‘Glee: The Music, Volume 1’
Skittles encourage you to taste the rainbow, but have you heard it? You can with songs from the gay-tastic Fox musical romp “Glee” – a safe, legal and cheaper alternative to ecstasy. Television’s Velveeta charmer has run the gamut of genres – pop and crunk, oldies and newbies, musical faves, tasteless rap numbers – and almost consistently delivers them in big choir-blasted gaiety. The winning ensemble cast was onto something with the show’s breakout hit “Don’t Stop Believin’,” but that only teased our musical-loving sweet tooth; when “Somebody to Love” premiered – giving show-stopping solos to many of the series’ ace singers – it was a jaw-dropping, fist-pumping feast. Both are included on the 17-song soundtrack, and they’re as brilliantly big-hearted as they were in the context of the show’s flimsy plot points. “Wicked”‘s “Defying Gravity,” abridged but still powerfully poignant, maintains its earnest, larger-than-life aplomb with a spot from the dramedy’s queer girly-voiced kid. Other goodies for “Gleeks”: the cut-a-bitch “Bust Your Windows” and musical-queen Kristin Chenoweth on “Maybe This Time.” The corny rap songs, especially “Bust a Move,” could bust on outta here, but they don’t damper the power of “Glee: The Music” in making you feel dually gay. Both homo and happy.

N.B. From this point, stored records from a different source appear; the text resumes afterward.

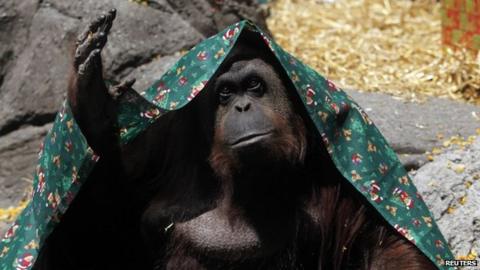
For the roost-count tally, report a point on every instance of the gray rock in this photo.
(443, 185)
(36, 84)
(412, 128)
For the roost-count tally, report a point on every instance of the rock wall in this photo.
(36, 45)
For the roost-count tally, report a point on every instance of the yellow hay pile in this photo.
(391, 46)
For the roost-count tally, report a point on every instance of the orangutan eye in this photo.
(255, 86)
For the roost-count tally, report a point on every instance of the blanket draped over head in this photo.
(355, 145)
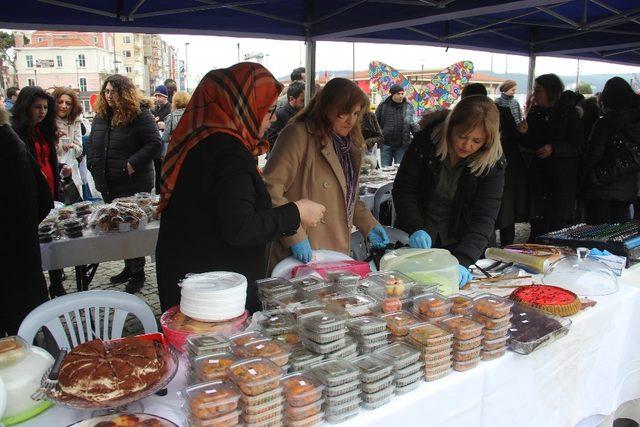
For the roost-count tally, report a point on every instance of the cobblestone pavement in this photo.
(149, 292)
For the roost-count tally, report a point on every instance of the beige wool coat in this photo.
(304, 165)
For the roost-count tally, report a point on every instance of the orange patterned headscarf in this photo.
(230, 100)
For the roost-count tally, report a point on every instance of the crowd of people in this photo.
(463, 174)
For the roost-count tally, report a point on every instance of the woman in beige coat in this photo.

‘The Twilight Saga: New Moon’
The first film sucked harder than a vampire. So if you want a good reason to give the sequel a go – besides the mmm-mmm-good man bods – then it’s this: The music. In all its dramatic sentimentality, the “New Moon” soundtrack bleeds maudlin angst, but does so with an eerie, mature wistfulness that befits the series’ lovesick melodramatic tone. And it’s also smart, rallying up kick-ass indie acts like queer-led Grizzly Bear, a flamboyant-less The Killers and Death Cab For Cutie, whose exclusive soundtrack song – the emo “Meet Me on the Equinox” – edges-out most cuts on their last LP. Sad thing is, the movie will likely be lackluster to the songs; even the theme, an ethereal piano lullaby, feels too good for “Twilight.” And it gets even better. Swedish singer Lykke Li’s “Possibility,” a hushed haunter, and the optimistic, sound-swelled “No Sound but the Wind” – an unreleased track from the Editors – are indie-riffic. Both jell perfectly into “New Moon”‘s moody soundscapes, which stand strong on their own – and don’t bite.
Also Out: Seasonal Sounds
Tori Amos, ‘Midwinter Graces’
Leave it to the revered redhead – a Minister’s daughter – to twist ancient carols into the way she thinks they should sound. And they sound lovely. Keeping with a New Age-y aura, Amos records originals like “Winter’s Carol” and “Our New Year,” both better than almost anything on her last studio album. Her daughter hauntingly sings on “Holly, Ivy and Rose,” but it’s “Star of Wonder” that’s the album’s most magical moment. The cover, on the other hand …
Kathy Griffin, ‘Suckin’ It for the Holidays’
The queer-loved comedian likes to put it all out there. Just look at that spread-eagle pose with a little wrapped gift between the legs (no, not her condom-covered genitals). Besides those pics, her very-homo holiday album isn’t all that festive, but listening to Griffin rip on her mom, Oprah and Katie Couric might just be the next best thing to dicking the halls with balls of … oh crap, how does it go?
Sugarland, ‘Gold and Green’
You gotta love a group who can goof off – and the Jennifer Nettles-led twosome does with a cover of the underperformed ’50s novelty song “Nuttin’ for Christmas,” re-configured into a bluegrass toe-tapper. The rest are predictably performed classics like “Winter Wonderland” and “Silent Night.” But the most delightful ditties are originals: “City of Silver Dreams,” a NYC ode, and “Little Wood Guitar,” an emblematic Sugarland story-song. But gold? Not quite.
David Archuleta, ‘Christmas from the Heart’
The “Idol” cutie-patootie knows how to make gay men happy: Look pretty. Luckily, he has a voice that’s just as pleasing, and on his cash-cow second album – a gimmicky holiday collection with the new Archie-written “Melodies of Christmas” – he, with his honeyed voice, is darn adorable. He’s best at the ballads, like “Ave Maria.” But even those lack much originality. “Christmas from the Heart” is music from the recycling bin.